Branch: refs/heads/master
Revision: d70a5d1
Author: gbtitus
Log Message:
Merge pull request #17630 from gbtitus/add-msg-ord-fence-merged
In comm=ofi, add message-order-fence MCM mode and heavily restructure.
(Walked through with and reviewed by @ronawho.)
(Thanks to @mstrout for the idea of model-specific operation functions
to reduce control-flow clutter.)
Until now, the ofi comm layer has had two ways of achieving MCM
conformance, particular with regard to the memory visibility of values
stored by PUTs and AMOs. One method uses delivery-complete completion
semantics which guarantee such visibility once the completion event is
delivered. This mode is slow because we have to wait for an entire
network round trip on every operation. The other mode uses default
completions, but adds required message ordering capabilities for RMA
read-after-write and others, and also does synthetic visibility-forcing
operations such as dummy GETs to achieve things like ensuring all
outstanding PUTs are memory-visible before the we do an on-stmt or start
a parallel task. These two modes for conforming to the Chapel MCM were
called "delivery-complete" and "message-order", respectively. The code
had a simple boolean flag that told which mode it was operating in.

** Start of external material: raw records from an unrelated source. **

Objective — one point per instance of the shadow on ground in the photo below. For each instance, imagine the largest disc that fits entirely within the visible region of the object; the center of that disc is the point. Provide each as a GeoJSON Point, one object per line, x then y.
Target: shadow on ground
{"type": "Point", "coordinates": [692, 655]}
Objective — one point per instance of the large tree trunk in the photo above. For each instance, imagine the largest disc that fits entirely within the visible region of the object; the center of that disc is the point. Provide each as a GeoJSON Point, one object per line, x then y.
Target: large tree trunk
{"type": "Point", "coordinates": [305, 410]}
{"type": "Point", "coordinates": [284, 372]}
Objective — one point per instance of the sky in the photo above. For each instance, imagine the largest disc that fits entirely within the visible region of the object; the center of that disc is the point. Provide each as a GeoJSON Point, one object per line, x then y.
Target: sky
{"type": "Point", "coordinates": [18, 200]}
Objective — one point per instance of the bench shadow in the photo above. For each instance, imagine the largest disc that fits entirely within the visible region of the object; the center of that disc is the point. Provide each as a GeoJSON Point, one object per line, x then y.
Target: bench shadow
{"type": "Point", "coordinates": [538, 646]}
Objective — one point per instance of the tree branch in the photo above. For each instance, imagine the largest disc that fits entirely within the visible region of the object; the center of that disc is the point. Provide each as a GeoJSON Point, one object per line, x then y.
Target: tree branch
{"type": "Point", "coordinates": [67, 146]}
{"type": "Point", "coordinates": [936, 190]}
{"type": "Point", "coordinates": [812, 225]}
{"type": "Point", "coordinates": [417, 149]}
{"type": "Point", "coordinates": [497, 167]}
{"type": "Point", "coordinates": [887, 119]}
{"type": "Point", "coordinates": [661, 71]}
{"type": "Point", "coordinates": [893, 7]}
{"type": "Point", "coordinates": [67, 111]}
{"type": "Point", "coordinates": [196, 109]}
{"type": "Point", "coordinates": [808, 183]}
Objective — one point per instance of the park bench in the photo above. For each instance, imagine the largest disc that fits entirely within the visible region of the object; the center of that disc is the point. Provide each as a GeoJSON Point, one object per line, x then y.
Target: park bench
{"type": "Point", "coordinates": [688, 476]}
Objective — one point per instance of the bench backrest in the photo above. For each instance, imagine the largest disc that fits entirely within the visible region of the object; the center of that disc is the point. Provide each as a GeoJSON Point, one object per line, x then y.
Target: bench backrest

Here, we add a third mode called "message-order-fence". This is like
the message-order mode in that it uses the default completion level
along with message ordering settings, but it requires the atomic
capability and only asks the provider to order atomic operations that
write. This fulfills the MCM ordering requirements for AMOs directly.
It also requires the fenced-operation capability, and uses fenced ops to
enforce the ordering and visibility requirements in other circumstances.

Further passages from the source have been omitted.